This seems like very low hanging fruit. How is the core loop not already hyper optimized?
I'd have expected it to be hand rolled assembly for the major ISAs, with a C backup for less common ones.
How much energy has been wasted worldwide because of a relatively unoptimized interpreter?
Python’s goal is never really to be fast. If that were its goal, it would’ve had a JIT long ago instead of toying with optimizing the interpreter. Guido prioritized code simplicity over speed. A lot of speed improvements including the JIT (PEP 744 – JIT Compilation) came about after he stepped down.

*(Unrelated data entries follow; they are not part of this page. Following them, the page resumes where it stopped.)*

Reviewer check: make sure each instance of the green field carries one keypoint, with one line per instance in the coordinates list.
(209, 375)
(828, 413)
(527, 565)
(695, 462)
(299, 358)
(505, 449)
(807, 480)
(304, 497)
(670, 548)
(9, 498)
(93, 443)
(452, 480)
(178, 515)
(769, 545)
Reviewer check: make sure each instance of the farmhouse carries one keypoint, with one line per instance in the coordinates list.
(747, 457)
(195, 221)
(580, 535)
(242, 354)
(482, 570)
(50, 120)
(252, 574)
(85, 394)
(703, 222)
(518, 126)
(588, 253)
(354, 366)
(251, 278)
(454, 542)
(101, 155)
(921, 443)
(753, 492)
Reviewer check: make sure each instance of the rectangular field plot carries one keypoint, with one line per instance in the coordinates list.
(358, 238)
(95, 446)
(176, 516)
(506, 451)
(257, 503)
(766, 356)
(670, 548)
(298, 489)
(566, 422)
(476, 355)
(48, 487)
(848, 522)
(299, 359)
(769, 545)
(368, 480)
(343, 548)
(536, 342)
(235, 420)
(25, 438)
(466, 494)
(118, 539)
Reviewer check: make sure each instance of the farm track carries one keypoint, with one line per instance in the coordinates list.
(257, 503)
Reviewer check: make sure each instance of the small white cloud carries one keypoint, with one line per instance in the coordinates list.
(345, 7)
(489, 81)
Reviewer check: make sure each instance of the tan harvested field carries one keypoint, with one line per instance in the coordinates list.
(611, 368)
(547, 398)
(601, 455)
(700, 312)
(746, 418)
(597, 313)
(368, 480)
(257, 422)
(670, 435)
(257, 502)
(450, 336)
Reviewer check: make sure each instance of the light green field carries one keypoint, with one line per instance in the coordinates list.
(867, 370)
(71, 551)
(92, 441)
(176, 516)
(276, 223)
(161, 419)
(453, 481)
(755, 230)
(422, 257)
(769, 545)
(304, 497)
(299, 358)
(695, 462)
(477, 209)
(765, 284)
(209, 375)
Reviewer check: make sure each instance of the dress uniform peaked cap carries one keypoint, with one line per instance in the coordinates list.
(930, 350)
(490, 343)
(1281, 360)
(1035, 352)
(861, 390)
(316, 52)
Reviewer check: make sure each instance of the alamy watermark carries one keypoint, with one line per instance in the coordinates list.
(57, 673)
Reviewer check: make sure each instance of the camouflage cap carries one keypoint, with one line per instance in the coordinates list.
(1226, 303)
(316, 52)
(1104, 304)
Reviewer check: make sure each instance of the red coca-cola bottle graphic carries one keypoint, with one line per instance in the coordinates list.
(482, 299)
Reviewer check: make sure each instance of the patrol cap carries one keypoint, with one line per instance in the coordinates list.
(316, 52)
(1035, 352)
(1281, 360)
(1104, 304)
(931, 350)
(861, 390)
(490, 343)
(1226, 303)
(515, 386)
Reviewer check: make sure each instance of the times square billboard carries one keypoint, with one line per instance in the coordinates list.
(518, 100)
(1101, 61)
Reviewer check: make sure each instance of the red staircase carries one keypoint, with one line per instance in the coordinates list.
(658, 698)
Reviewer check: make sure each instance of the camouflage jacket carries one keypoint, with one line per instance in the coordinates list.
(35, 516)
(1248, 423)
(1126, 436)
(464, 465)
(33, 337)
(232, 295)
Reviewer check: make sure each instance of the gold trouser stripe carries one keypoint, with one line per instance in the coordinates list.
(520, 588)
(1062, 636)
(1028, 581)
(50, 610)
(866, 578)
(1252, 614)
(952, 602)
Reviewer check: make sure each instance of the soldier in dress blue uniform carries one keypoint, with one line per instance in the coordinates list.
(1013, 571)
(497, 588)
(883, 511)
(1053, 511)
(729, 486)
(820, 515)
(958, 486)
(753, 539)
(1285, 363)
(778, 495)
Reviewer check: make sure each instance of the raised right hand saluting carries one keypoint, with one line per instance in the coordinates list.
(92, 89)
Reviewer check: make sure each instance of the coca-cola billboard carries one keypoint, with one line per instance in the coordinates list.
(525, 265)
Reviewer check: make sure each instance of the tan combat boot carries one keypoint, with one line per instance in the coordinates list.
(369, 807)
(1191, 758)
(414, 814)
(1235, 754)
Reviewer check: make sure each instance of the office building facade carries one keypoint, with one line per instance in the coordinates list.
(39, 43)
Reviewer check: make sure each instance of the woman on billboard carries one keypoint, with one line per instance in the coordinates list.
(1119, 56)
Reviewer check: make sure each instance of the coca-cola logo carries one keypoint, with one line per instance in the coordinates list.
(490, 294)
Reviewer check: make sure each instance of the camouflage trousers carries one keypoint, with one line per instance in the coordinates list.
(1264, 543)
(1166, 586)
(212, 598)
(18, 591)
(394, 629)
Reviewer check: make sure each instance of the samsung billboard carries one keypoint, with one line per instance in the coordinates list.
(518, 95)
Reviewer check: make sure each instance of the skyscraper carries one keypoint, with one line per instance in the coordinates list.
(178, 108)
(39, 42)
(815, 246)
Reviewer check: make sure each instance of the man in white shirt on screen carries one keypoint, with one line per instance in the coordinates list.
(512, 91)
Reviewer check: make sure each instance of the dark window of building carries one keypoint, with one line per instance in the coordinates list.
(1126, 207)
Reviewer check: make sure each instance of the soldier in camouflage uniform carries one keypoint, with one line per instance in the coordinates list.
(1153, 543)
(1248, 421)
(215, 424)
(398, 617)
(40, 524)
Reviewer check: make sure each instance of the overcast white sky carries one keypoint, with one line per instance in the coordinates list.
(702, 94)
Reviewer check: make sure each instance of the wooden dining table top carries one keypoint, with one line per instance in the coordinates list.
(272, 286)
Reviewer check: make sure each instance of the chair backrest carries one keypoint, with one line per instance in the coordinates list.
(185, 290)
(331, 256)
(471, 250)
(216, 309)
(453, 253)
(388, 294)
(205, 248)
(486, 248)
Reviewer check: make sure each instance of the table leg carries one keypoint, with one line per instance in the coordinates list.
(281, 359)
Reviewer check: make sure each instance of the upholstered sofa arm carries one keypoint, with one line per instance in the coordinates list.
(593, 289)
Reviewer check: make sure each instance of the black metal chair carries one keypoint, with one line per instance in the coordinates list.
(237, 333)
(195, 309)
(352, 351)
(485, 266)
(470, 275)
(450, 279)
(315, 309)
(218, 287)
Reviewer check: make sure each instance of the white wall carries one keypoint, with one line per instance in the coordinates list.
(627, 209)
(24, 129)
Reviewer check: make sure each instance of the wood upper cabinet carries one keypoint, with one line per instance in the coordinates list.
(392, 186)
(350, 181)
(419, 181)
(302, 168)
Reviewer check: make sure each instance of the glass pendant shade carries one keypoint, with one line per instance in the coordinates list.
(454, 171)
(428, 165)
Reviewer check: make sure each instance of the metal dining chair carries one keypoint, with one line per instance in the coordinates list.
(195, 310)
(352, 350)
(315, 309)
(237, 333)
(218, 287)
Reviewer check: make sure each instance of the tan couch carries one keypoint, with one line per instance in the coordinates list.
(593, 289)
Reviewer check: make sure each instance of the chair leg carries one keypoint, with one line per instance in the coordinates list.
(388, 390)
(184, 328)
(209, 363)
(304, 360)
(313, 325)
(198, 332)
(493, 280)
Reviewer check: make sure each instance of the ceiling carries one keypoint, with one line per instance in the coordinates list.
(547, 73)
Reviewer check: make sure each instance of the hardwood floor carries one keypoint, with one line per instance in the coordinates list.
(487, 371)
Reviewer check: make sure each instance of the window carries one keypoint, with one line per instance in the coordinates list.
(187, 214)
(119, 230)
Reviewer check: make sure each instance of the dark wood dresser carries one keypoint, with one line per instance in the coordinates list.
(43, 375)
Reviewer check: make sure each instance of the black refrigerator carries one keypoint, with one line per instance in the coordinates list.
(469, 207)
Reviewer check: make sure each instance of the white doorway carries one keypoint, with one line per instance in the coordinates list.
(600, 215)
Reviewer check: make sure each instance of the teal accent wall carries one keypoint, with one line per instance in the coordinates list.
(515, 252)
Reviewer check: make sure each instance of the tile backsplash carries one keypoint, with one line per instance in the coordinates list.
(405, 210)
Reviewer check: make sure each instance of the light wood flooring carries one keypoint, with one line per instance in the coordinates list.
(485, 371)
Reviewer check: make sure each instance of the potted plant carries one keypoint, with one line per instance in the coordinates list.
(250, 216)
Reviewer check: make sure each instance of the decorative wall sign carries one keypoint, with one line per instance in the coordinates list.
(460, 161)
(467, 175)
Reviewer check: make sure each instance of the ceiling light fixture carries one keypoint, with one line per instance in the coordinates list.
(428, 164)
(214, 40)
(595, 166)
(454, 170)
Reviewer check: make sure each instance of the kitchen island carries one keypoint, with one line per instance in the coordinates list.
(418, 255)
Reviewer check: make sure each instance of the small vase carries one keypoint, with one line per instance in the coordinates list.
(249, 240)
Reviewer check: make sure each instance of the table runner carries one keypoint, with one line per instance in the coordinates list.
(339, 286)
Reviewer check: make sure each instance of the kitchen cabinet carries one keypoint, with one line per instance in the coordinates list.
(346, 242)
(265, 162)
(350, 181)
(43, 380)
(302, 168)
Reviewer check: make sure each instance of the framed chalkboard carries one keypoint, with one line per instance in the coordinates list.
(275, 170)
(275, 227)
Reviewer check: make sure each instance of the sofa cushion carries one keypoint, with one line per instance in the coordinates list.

This is (a) wildly over expectations for open source and (b) a massive pain to maintain, and (c) not even the biggest timewaster of python, which is the packaging "system".
Probably because anyone concerned with performance wasn’t running workloads on Windows to begin with.
Software has gotten so slow we've forgotten how fast computers are
If you want fast just use pypy and forget about cpython.
Quite to the contrary, I'd say this update is evidence of the inner loop being hyperoptimized!
MSVC's support for musttail is hot off the press:
> The [[msvc::musttail]] attribute, introduced in MSVC Build Tools version 14.50, is an experimental x64-only Microsoft-specific attribute that enforces tail-call optimization. [1]
MSVC Build Tools version 14.50 was released last month, and it only took a few weeks for the CPython crew to turn that around into a performance improvement.
[1] https://learn.microsoft.com/en-us/cpp/cpp/attributes?view=ms...